A Conversation with J.D. Hokoyama ’67, M.A. ’75

For more than 23 years, J.D. Hokoyama was president and CEO of Leadership Education for Asian Pacifics (LEAP), an organization he helped cofound that develops leaders in the Asian and Pacific Islander communities in the United States and abroad. He retired in November 2011. We sat down with Hokoyama to talk about acculturation, social media and his views as an immigrant of the proverbial American melting pot.

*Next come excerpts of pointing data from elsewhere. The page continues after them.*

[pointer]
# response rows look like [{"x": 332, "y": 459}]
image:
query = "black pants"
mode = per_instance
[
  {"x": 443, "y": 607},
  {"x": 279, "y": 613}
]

If you had to boil down what you learned during your time at LEAP to three things, what would they be?
First, leadership starts with being comfortable with who you are. Second, I learned you have to follow your passion because that’s going to be infectious. Finally, I learned that effective leadership is empowering other people. That, to me, is the key to leadership.

How did your two years in the Peace Corps in Ethiopia transform you?
It forced me to have a global vision, one that I never understood before while living here in America. My Peace Corps experience made me understand that the world is both very simple and very complex. It’s simple in the sense that people around the world all want the same thing: They want to be happy, they want to have a family, they want freedom. But obviously, every culture has a very complex society, and you need to understand that people think a certain way because of who and where they are. The other thing I learned is that the greatest gift you can give to another person is hope.

Why are you so committed to the ideal of being present?
I learned it in the Peace Corps in Ethiopia. Whenever you visit with Ethiopians, they put down everything and visit with you very much in the moment. Too often in today’s world, we’re consumed by many distractions. We’re never in the present.

That approach to life is attractive, but in our society, social media play a big role in being present with one another. Have you found a balance between the two?
I don’t use social media at all. I don’t want to connect with people in that way. I want to talk to people directly. So for me the right balance is that
I don’t think about that at all.

You’ve cautioned other immigrants against thinking that assimilation is the way to become part of their new society. Why?
If you’re different, you cannot assimilate. It just doesn’t work. The point is not assimilation but acculturation. I understand that I may be different, but at the same time, I have to understand how things are done differently. You’re never going to assimilate, and that’s OK. It’s like trying to fit a square peg into a round hole.

So you probably don’t think “melting pot” is an appropriate description of American society, do you?
That was never an appropriate description. We were never a melting pot. That’s a figment of someone’s imagination. To call America a melting pot means you blend in. The better image is a salad. In salad, the individual ingredients are as important as the whole, and when you bring them all together they form some-thing else that is even better.

You are Japanese American, so what is your favorite part of your Japanese culture?
I enjoy the food. If you understand the food, you understand the culture. In Japanese food and culture, it’s not only the preparation that’s important, but also the presentation. And that’s true not just of Japanese food, which is really complex and interesting, but all of Asian food. It’s just a food overload. Food just tells you so much about a people.